Robots Are Stealing Our Jobs
A recent study predicts automation will eliminate 73 million jobs by 2030. If you're worried, you should be.
Are you worried about losing your job? Perhaps you should be, not because of an influx of illegal immigrants but because of robots.
Our jobs are not being stolen, they are being destroyed. A recently released report conducted by the McKinsey Global Institute estimated automation will eliminate 73 million jobs by 2030. While companies spend billions trying to improve efficiency through automation, we are often complicit in the job loss, perhaps without knowing it. Do you pump your own gas? Go to the self serve line at the grocery store? These were jobs once done by people but automation and the eager adoption by consumers eliminated the need for a paid position.
Automation is not always a bad thing. Labor pioneer Walter Reuther earnestly believed that automation would be the salvation of the working man and in many respects he was right. Automation tends to replace back-breaking work that previously injured, poisoned or just plain wore out workers. Unfortunately, it is also replacing unskilled labor like cashiers. Have you been inside a major fast food chain lately? You order at a touch-screen kiosk, pay at the same kiosk using cash, credit or debit cards, even Apple Pay or Google Pay. The staff of the restaurant is a shadow of its former self. There aren't even jobs flipping burgers, instead the patties are pressed between two searing hot rollers.
I worked in an auto factory in the late 1980s. Many of the jobs were dirty, the fetid air was poorly circulated and the entire job was emotionally and physically draining. Tour an auto plant today and most of the nastiest jobs are done by robots or eliminated by technological improvements. Many of you may think your job is automation proof but consider construction. Crews that once swung claw hammers now drive nails using ballistic nail guns that have slowly reduced the number of people swinging claw hammers. Every labor-saving job does precisely that: it saves labor thus eliminating the need for a portion of a job. It's good news if you own a construction company and find yourself able to do the work of five people using only four, but where does it end?
This got me wondering, how big an impact would the loss of 73 million jobs make? According to Statista, there were 128.7 full time workers in 2018, leaving 55.7 jobs remaining. In other words, 43 percent of the jobs that exist today, will be automated out of existence if the McKinsey Global project plays out.
The question remains -- is automation a good thing? Henry Ford made his millions devising a simple yet clever business model: he paid his workers enough that they could buy his product. Some credit his success with creating the middle class.

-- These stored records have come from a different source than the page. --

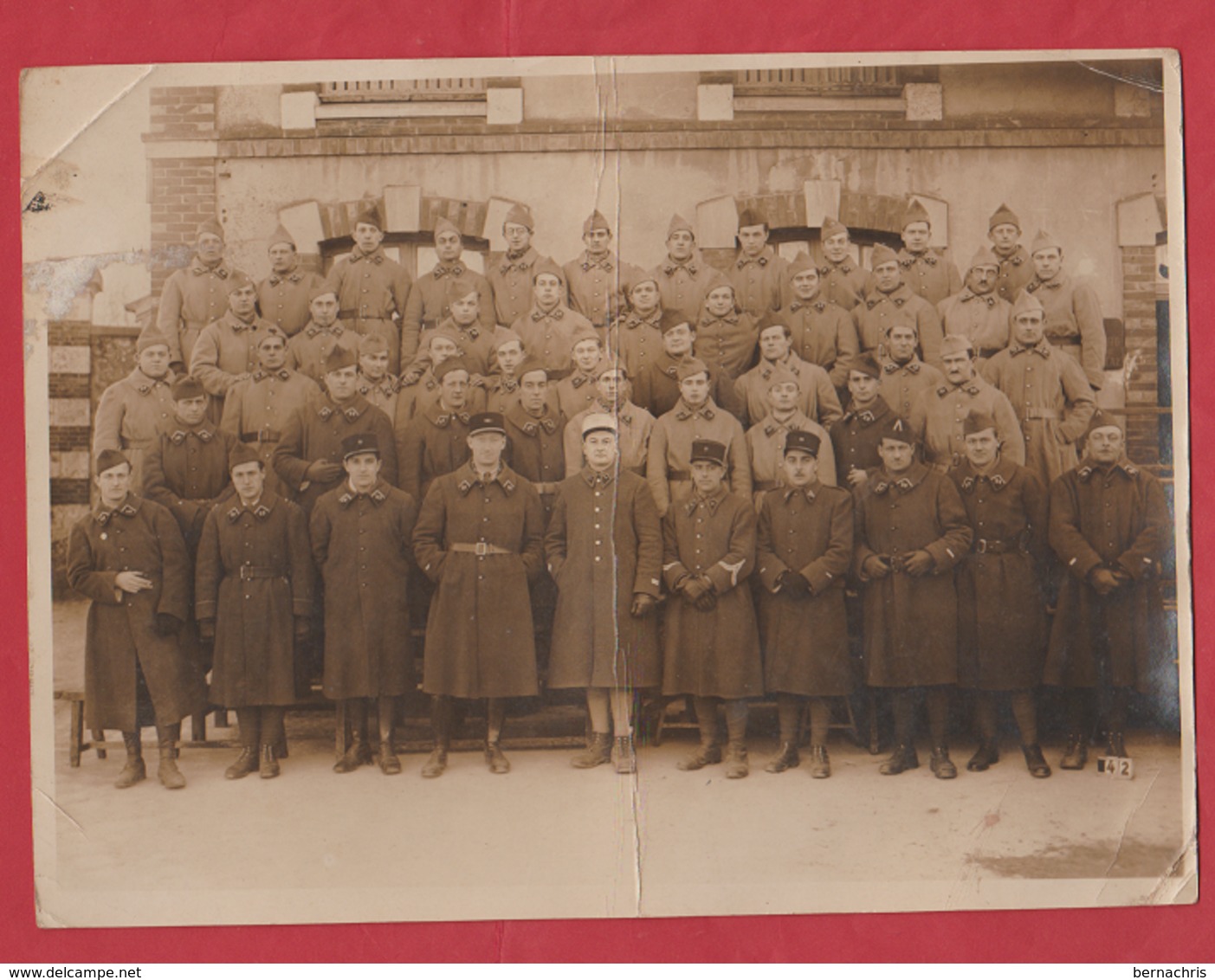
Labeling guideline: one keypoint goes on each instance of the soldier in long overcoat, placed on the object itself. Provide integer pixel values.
(129, 558)
(633, 422)
(480, 538)
(804, 552)
(256, 409)
(727, 337)
(757, 272)
(429, 305)
(187, 467)
(927, 271)
(132, 409)
(372, 288)
(683, 276)
(843, 278)
(1016, 266)
(283, 296)
(604, 551)
(938, 413)
(856, 436)
(253, 594)
(636, 338)
(512, 274)
(196, 295)
(1073, 311)
(1001, 596)
(822, 332)
(1109, 526)
(226, 350)
(711, 645)
(889, 302)
(977, 313)
(1049, 392)
(597, 278)
(362, 543)
(911, 531)
(307, 458)
(695, 416)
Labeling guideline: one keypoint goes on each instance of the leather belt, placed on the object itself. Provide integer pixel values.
(253, 571)
(481, 549)
(262, 435)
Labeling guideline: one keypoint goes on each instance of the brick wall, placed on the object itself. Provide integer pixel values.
(181, 190)
(1139, 316)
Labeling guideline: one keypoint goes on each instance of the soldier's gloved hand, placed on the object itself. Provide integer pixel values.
(876, 566)
(795, 584)
(643, 605)
(919, 564)
(1103, 581)
(323, 471)
(166, 624)
(692, 590)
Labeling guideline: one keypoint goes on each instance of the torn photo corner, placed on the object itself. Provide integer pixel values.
(938, 235)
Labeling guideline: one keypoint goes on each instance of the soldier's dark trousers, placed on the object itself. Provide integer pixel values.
(262, 725)
(1024, 711)
(907, 703)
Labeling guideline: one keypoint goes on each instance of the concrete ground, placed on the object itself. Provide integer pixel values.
(551, 841)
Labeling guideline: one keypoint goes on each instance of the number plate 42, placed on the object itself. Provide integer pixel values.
(1115, 768)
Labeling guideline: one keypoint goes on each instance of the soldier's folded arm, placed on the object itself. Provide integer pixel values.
(1151, 543)
(1073, 549)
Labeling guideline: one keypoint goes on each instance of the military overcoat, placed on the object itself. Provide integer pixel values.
(910, 623)
(479, 642)
(138, 536)
(254, 577)
(362, 545)
(805, 639)
(604, 545)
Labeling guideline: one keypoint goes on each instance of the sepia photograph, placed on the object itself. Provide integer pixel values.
(603, 487)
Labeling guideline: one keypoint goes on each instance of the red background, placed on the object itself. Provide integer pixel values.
(123, 32)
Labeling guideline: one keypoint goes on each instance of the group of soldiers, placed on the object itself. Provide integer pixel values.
(599, 477)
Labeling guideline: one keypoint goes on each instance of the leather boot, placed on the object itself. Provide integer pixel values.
(494, 759)
(1076, 751)
(820, 766)
(358, 753)
(1115, 745)
(985, 757)
(903, 759)
(942, 765)
(736, 766)
(244, 764)
(268, 766)
(134, 770)
(705, 754)
(596, 753)
(441, 725)
(168, 772)
(786, 759)
(1036, 763)
(626, 757)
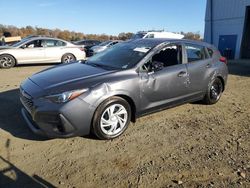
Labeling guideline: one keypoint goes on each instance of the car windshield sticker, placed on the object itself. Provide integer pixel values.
(142, 49)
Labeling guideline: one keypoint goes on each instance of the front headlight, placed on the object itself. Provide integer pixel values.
(65, 96)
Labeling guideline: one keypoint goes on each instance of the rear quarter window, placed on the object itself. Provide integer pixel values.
(210, 52)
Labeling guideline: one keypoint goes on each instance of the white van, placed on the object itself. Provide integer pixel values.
(157, 34)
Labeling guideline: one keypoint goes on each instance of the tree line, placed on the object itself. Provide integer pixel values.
(71, 35)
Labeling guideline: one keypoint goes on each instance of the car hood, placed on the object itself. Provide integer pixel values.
(69, 77)
(97, 48)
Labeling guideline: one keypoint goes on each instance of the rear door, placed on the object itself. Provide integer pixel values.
(31, 52)
(198, 64)
(54, 50)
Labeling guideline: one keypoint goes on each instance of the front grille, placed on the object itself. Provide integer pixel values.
(26, 100)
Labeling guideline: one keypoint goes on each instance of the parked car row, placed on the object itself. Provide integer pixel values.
(40, 50)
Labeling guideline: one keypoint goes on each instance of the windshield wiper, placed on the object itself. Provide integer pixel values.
(100, 65)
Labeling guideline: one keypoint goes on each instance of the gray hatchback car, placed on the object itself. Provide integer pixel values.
(103, 94)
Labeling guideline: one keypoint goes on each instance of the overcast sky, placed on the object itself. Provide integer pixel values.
(106, 16)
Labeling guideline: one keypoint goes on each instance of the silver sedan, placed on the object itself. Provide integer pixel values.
(40, 50)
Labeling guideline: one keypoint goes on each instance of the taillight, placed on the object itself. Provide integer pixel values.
(82, 49)
(223, 60)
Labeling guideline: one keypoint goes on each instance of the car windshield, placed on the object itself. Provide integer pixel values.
(104, 43)
(120, 56)
(21, 42)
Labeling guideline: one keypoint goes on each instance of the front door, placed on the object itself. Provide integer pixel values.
(166, 86)
(31, 52)
(198, 65)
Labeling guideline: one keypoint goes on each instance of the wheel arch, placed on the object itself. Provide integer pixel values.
(16, 62)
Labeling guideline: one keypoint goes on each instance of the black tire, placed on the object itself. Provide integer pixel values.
(214, 92)
(7, 61)
(120, 105)
(68, 58)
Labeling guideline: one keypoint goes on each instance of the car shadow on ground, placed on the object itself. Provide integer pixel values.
(239, 67)
(11, 119)
(11, 176)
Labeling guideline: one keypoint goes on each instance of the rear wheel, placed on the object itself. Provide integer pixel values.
(214, 92)
(68, 58)
(111, 118)
(7, 61)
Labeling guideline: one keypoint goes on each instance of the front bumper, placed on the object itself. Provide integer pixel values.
(58, 120)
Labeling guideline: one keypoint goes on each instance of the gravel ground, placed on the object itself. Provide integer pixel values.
(192, 145)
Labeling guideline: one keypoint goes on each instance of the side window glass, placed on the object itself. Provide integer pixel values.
(210, 51)
(195, 53)
(168, 56)
(33, 44)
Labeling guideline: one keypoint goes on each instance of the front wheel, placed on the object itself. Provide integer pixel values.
(111, 118)
(7, 61)
(68, 58)
(214, 92)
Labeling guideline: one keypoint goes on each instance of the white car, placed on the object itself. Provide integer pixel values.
(40, 50)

But the rollers at your local burger joint don't buy burgers.
It gets worse: Artificial Intelligence (AI) is enabling companies to eliminate skilled labor as well. Much of the work that Ted Kaczynski's PhD. in mathematics qualified him to do can now be done by a third grader with $3 calculator. What do you think that did to the manufacturers of slide rules? The sophistication of AI is increasing to the point that it is likely that driverless vehicles could supplant the approximately 3.5 million truck driving jobs, not to mention taxi cabs and rideshare drivers.
This prediction shouldn't alarm anyone. Being a Luddite never solved anything and Ted Kaczynski's personal campaign against the "industrial-technological system" did little to impede progress and landed him in jail. Even so, history has taught us that technological advances tend to eliminate jobs but not occupations -- we still have maps, shipping containers and candles but you don't run into near as many cartographers, coopers and chandlers as you did in the 19th century. History has also taught us that technological advances tend to bring new jobs, While 73 million jobs may be lost to automation, how many new jobs will be created by disruptive technology we can't even imagine right now?

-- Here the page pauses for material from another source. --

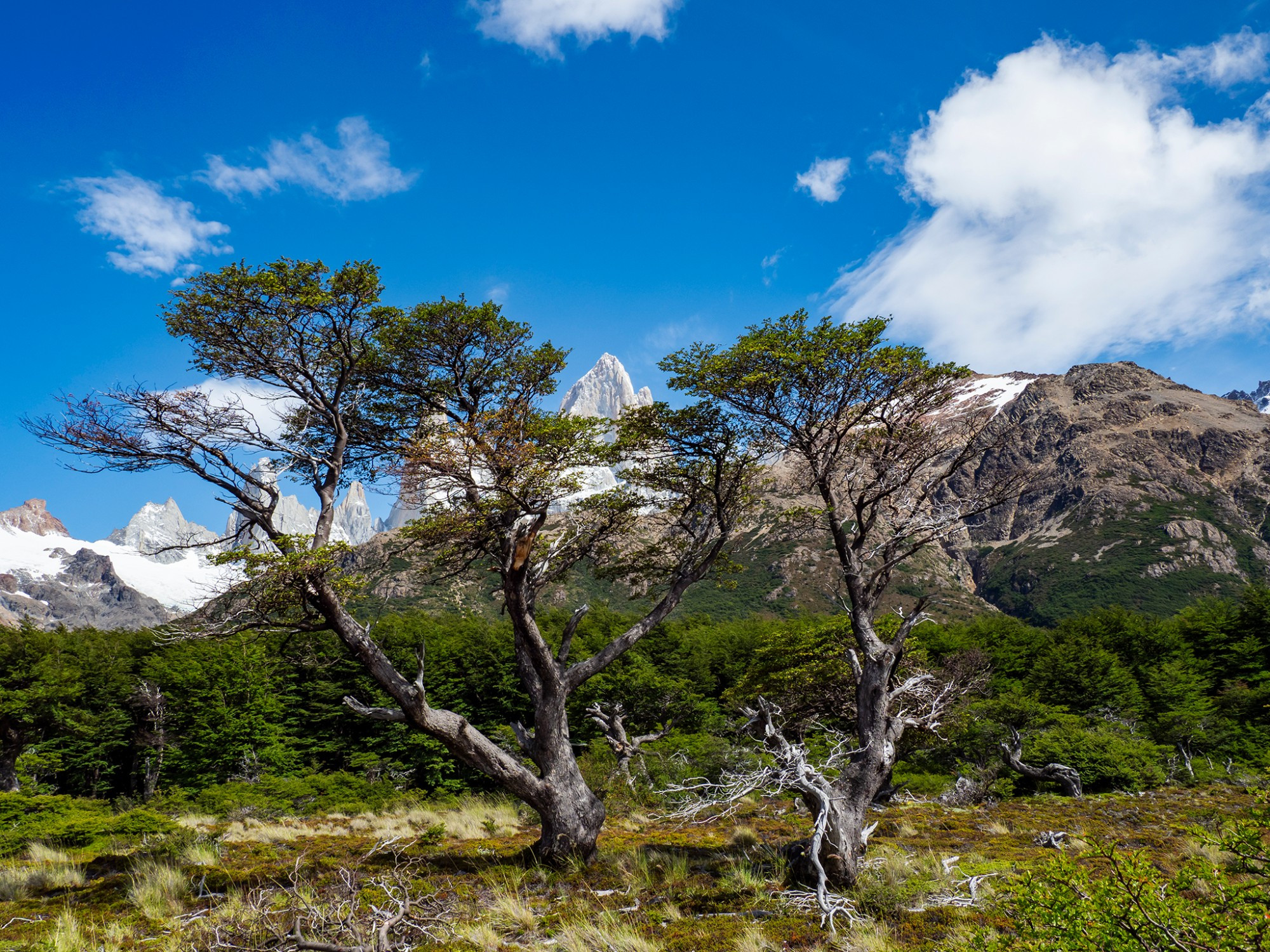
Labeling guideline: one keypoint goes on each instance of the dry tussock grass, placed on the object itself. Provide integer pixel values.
(158, 890)
(604, 935)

Related: The Rise of the Robotic Co-Worker
Still, there are social implications in automating entry-level jobs while charging obscene tuition fees and allowing predatory lending to encumber students. Grads are no longer put through the crucible of a demeaning, soul-sucking, part-time job and many find themselves suffering from culture shock as they enter the workforce with their heads crammed filled of unrealistic expectations fed to them by academics who have never worked a day in their lives. There is now a generation of college grads encumbered by student loan debt that precludes them from spending money buying the so-called big ticket items like houses. Should this trend continue, we will have a second housing crisis that will likely drive down the value of houses owned by people currently indifferent to the problem.
Robots don't pay employment tax, income tax or Social Security but that money must come from somewhere. Cutting social programs is one solution, but shredding the social safety net makes matters worse, not better. We could raise taxes, but something must be done. Perhaps we should tax robots or automation that replaces a worker, wait...let's not think of them as workers, but as taxpayers.
If we don't do something we are quickly headed to disaster. It's tough, albeit not impossible, to start a company in a rancid economic environment but it's tough to have that business thrive. We have to care about jobs that pay a living wage. That isn't a partisan issue. If people are struggling to purchase life's necessities, there is less money for luxuries, and while a handful of people made millions selling inferior goods to people too poor to shop elsewhere, the poor generally speaking, shouldn't be your target demographic.